Distressed borrowers should engage with their lenders to have their existing debts restructured as it provides the following benefits:

  1. This will enable borrowers to repay their loans without affecting their businesses. Reduction of interest rate has a domino effect. With reduced interest rates, a borrower will not pay as much as before, meaning that they have more money available to run the business. Once the borrower has enough cash flow, the growth of the business is inevitable.
  1.  Allows borrowers to settle for more favourable terms in the loan repayment plan and with much more improved repayment terms, borrowers can rearrange their finances to ensure that they keep the business afloat.
  1. Results in the protection of borrower’s assets. Whenever a borrower takes up a loan, they have to provide collateral. Upon facing some financial constraints that make it impossible to repay a debt, lenders will realize the collateral and sell them to recover the outstanding loans. With debt restructuring, such an eventuality is unlikely to happen as the borrower is in a better position to repay the debt, thus protecting the business assets.
  1. Debt restructuring while offering relief to borrowers struggling to keep up with their debt repayments is captured in the borrowers’ records and hence affects the credit appraisals when the borrower requires new facilities. A high credit score is attractive to lenders because it indicates that one is creditworthy. However, if one takes up a loan for restructuring, lenders can indicate the purpose for which it has been availed, making future creditors get concerned about the borrowers’  ability to handle their finances. As a result, the borrowers’  credit score is negatively affected and hence diminishing their chances of securing future loans. The borrowers should therefore take advantage of debt restructuring to turn around their financial strength and hence present a sustainable business with strong indicators for any future loan requests.  

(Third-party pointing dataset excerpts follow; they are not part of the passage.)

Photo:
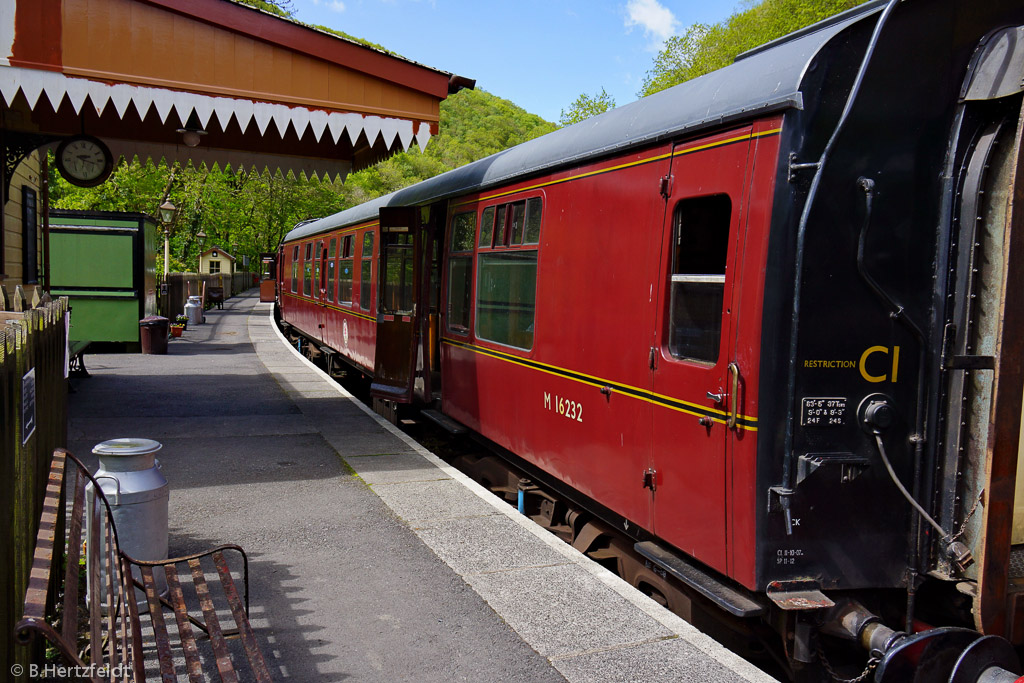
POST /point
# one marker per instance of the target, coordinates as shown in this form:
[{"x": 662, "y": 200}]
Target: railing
[
  {"x": 181, "y": 285},
  {"x": 34, "y": 415}
]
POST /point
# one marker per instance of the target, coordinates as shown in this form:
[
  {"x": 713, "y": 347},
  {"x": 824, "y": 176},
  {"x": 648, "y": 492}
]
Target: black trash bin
[{"x": 153, "y": 333}]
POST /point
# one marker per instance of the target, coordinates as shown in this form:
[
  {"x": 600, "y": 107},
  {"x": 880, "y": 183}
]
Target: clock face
[{"x": 84, "y": 161}]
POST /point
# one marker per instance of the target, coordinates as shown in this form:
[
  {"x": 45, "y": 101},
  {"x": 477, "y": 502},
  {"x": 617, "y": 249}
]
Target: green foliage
[
  {"x": 705, "y": 48},
  {"x": 474, "y": 124},
  {"x": 256, "y": 210},
  {"x": 586, "y": 107},
  {"x": 279, "y": 7},
  {"x": 248, "y": 209}
]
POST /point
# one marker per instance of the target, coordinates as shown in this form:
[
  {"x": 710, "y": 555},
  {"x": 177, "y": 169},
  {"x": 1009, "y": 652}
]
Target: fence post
[{"x": 33, "y": 347}]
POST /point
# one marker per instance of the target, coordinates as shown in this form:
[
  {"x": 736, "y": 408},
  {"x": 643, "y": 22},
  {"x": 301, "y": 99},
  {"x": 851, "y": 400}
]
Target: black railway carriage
[{"x": 767, "y": 324}]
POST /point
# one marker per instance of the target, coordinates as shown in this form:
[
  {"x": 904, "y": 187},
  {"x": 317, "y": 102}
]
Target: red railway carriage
[{"x": 763, "y": 324}]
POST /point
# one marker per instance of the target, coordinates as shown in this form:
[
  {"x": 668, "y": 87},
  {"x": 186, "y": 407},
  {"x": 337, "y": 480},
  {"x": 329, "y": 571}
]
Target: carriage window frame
[
  {"x": 332, "y": 269},
  {"x": 295, "y": 269},
  {"x": 503, "y": 319},
  {"x": 696, "y": 283},
  {"x": 346, "y": 263},
  {"x": 367, "y": 270},
  {"x": 459, "y": 302},
  {"x": 307, "y": 270}
]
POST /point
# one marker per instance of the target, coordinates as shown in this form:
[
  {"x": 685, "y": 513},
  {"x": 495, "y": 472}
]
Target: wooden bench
[
  {"x": 107, "y": 636},
  {"x": 215, "y": 295},
  {"x": 76, "y": 358}
]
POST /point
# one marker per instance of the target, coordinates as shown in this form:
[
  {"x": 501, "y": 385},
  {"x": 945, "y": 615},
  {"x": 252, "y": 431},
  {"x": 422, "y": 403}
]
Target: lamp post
[
  {"x": 201, "y": 238},
  {"x": 167, "y": 211}
]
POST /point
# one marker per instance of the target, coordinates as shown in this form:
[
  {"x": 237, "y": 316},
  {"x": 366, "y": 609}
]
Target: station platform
[{"x": 371, "y": 559}]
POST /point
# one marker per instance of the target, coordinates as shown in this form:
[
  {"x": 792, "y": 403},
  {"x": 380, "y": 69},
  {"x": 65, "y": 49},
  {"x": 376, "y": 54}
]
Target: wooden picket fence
[{"x": 34, "y": 412}]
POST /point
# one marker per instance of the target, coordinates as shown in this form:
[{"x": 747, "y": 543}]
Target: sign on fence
[{"x": 28, "y": 406}]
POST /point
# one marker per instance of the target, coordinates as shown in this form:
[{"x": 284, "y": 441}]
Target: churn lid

  1. A prolonged repayment period translates into payment of more interest. This will have an impact on the borrower’s bottom line and therefore borrowers are advised to repay their debts soonest possible.

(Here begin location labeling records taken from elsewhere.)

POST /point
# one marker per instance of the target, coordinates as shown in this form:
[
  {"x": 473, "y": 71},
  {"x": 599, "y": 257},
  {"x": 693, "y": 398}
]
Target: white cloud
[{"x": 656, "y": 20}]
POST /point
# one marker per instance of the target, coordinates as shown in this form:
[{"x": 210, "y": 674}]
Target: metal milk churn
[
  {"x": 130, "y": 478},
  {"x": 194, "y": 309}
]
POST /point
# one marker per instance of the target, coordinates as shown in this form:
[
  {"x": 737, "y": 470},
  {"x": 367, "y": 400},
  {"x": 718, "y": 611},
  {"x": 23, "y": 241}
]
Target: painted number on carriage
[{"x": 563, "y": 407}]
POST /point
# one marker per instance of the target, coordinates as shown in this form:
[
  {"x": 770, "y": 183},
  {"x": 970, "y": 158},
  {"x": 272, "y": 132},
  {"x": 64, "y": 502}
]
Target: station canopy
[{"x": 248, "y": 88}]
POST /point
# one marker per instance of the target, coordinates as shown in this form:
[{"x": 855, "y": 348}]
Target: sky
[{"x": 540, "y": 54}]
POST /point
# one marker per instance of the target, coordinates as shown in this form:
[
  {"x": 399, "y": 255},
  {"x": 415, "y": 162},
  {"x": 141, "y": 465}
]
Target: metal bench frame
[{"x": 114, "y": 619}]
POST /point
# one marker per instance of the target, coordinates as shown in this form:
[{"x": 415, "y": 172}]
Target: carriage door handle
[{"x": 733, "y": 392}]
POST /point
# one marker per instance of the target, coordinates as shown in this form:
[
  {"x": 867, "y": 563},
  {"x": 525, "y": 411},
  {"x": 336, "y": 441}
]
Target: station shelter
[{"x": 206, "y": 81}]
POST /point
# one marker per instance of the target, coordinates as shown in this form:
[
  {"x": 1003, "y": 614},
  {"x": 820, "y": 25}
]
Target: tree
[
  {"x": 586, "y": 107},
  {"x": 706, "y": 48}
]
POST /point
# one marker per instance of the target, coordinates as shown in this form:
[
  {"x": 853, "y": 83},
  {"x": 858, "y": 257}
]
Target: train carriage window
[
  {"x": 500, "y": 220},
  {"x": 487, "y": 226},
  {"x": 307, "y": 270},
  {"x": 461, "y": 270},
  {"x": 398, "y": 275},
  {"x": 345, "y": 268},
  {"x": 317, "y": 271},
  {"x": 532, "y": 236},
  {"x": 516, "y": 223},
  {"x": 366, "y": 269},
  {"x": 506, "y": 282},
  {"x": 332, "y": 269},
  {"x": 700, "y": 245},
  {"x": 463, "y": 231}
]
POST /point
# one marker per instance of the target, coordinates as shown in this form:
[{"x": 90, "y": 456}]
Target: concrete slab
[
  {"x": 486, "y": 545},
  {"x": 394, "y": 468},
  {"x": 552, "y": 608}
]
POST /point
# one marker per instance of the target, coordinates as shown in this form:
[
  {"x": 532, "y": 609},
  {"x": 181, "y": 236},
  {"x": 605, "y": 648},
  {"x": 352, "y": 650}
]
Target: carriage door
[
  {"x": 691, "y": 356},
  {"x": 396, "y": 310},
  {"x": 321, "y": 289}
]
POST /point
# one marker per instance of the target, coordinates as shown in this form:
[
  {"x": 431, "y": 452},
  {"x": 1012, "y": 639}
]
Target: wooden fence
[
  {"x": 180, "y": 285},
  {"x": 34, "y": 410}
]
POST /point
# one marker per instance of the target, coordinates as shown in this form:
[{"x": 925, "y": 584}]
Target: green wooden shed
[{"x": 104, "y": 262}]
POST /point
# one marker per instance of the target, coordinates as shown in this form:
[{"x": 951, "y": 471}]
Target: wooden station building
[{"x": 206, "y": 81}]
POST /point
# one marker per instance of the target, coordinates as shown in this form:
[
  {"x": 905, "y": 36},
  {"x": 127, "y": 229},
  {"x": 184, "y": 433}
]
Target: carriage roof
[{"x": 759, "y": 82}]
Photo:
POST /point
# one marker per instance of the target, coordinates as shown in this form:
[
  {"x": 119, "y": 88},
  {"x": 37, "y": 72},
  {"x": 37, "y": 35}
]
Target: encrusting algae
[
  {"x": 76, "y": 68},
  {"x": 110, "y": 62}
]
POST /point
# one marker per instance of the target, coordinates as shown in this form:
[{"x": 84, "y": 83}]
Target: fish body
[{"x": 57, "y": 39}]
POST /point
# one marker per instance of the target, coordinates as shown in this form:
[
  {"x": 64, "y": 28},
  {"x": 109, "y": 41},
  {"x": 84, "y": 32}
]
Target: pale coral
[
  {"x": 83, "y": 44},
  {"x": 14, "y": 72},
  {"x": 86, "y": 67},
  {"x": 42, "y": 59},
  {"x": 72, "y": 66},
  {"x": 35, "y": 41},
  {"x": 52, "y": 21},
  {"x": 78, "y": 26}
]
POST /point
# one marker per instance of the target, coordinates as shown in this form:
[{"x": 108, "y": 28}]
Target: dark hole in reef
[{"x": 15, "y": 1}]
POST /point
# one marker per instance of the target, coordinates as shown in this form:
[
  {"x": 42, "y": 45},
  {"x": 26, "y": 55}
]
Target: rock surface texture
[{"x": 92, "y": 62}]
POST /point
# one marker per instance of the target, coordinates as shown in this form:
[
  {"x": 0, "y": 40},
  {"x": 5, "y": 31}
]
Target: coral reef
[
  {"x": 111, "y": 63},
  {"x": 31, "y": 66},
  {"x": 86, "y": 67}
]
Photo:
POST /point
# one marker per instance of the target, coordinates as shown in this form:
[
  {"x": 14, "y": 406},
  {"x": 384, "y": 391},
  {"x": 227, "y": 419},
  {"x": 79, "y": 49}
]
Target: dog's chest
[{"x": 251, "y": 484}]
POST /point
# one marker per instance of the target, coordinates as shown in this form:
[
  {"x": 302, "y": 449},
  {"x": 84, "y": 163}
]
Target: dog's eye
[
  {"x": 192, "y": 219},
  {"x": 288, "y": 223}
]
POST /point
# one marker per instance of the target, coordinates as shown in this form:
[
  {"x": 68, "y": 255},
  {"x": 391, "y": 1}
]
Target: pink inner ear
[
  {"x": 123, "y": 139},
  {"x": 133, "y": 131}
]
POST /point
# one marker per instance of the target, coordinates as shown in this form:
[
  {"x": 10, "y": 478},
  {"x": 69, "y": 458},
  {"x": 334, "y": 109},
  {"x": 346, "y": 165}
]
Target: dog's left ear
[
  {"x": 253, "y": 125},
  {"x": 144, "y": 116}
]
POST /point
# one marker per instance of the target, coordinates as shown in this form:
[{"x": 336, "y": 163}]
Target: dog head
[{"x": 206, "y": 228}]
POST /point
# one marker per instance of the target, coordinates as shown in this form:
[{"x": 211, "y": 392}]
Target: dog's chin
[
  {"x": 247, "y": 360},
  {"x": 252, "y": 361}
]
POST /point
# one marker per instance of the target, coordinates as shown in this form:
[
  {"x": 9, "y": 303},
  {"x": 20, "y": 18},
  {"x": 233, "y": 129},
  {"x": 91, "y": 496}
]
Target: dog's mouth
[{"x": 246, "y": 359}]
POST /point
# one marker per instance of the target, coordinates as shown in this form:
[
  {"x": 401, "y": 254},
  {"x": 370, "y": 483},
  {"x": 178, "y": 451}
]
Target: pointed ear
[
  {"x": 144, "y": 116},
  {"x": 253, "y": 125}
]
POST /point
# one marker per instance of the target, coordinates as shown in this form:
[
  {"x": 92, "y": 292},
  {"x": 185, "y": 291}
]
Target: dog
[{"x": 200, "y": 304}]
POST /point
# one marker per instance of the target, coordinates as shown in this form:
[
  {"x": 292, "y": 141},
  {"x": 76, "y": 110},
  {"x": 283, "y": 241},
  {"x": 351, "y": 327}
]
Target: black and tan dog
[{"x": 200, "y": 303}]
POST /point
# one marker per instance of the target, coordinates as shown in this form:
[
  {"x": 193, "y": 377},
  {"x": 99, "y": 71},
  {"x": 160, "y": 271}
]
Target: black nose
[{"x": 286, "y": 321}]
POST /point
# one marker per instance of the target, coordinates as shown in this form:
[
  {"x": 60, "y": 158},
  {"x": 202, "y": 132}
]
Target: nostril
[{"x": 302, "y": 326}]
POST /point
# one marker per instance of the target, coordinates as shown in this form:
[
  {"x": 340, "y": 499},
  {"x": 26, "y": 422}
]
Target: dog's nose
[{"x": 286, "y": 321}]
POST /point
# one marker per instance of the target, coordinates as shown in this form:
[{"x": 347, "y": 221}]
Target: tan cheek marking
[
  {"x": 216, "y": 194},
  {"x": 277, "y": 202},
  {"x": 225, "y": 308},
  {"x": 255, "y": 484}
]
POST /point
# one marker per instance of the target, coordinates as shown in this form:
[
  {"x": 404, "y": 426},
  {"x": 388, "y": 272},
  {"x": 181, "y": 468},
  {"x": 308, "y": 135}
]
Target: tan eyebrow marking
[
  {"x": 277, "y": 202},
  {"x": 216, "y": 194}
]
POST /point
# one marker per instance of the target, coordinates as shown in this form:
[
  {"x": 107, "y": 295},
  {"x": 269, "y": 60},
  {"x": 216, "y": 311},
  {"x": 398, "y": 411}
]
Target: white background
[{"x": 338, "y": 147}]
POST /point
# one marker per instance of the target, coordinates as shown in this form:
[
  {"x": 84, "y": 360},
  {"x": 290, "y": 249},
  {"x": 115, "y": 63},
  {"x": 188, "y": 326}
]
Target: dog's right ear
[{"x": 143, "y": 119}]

Lenders could still face additional losses due to COVID-19 and should identify vulnerabilities and look ahead to their financing products. Borrowers on the other hand if concerned about a potential breach should approach lenders as soon as possible to notify them of the potential breach and request for a restructuring of the debts. With the decline of the containment measures brought about by the pandemic, many businesses will bounce back and the revenues will grow. The lessons picked from the pandemic will therefore ensure that borrowers provide adequate safeguards for their business through innovative offerings and the use of technology to reduce their overheads. This will also provide flexibility in the financial sector where the lenders are faced with limited choices in the face of declining or non-existent revenues and hence the need for the stakeholders to continue engaging to develop robust practices that safeguard the interests of both the lenders and the borrowers.